3. Mecanismo e instancias globales y regionales.

 

Finalmente, la confluencia de las propuestas regionales en una iniciativa global tienen la posibilidad de avanzar en si mismas hacia la consolidación de una alternativa, al tiempo que demandan y exigen el fin de la impunidad de las ETNs.



[1] Este documento fue elaborado con aportes de Hector Moncayo, Juan Hernandez, Alejandro Teitelbaum, Sebastian Valdomir y Francesco Martone.

[2] Nations Unies, Conseil économique et social, Commission des sociétés transnationales: Rapport sur la première session, document E/5655; E/C.10/6 (New York, 1975, paragr. 6 et 9).

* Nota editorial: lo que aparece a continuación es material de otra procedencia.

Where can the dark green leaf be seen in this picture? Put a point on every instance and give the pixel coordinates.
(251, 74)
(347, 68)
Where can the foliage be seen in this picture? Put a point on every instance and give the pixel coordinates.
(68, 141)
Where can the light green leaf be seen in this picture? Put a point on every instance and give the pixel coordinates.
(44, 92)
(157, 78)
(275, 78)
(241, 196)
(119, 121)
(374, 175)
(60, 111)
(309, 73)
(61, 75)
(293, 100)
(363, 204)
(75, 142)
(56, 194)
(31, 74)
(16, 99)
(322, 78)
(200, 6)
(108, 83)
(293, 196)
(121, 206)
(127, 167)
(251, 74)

[3] François Chesnais, La mondialisation du capital, Editorial Syros, Paris, 1994, página 53, nota 2.

[4] Sobre la privatización del agua potable, véase el informe del 1º de marzo de 2002 a la Comisión de Derechos Humanos de las Naciones Unidas del Sr. Miloon Kothari, Relator Especial sobre una vivienda adecuada, como parte del derecho a un nivel de vida adecuado (E/CN.4/2002/59, párrs. 55 a 65). Véase también el informe del  Relator Especial  de la Subcomisión de Promoción y Protección de los Derechos Humanos de la ONU, El Hadj Guisse, sobre el derecho a disponer de agua potable, párrs. 58, 59 y 60  (E/CN.4/Sub.2/2004/20).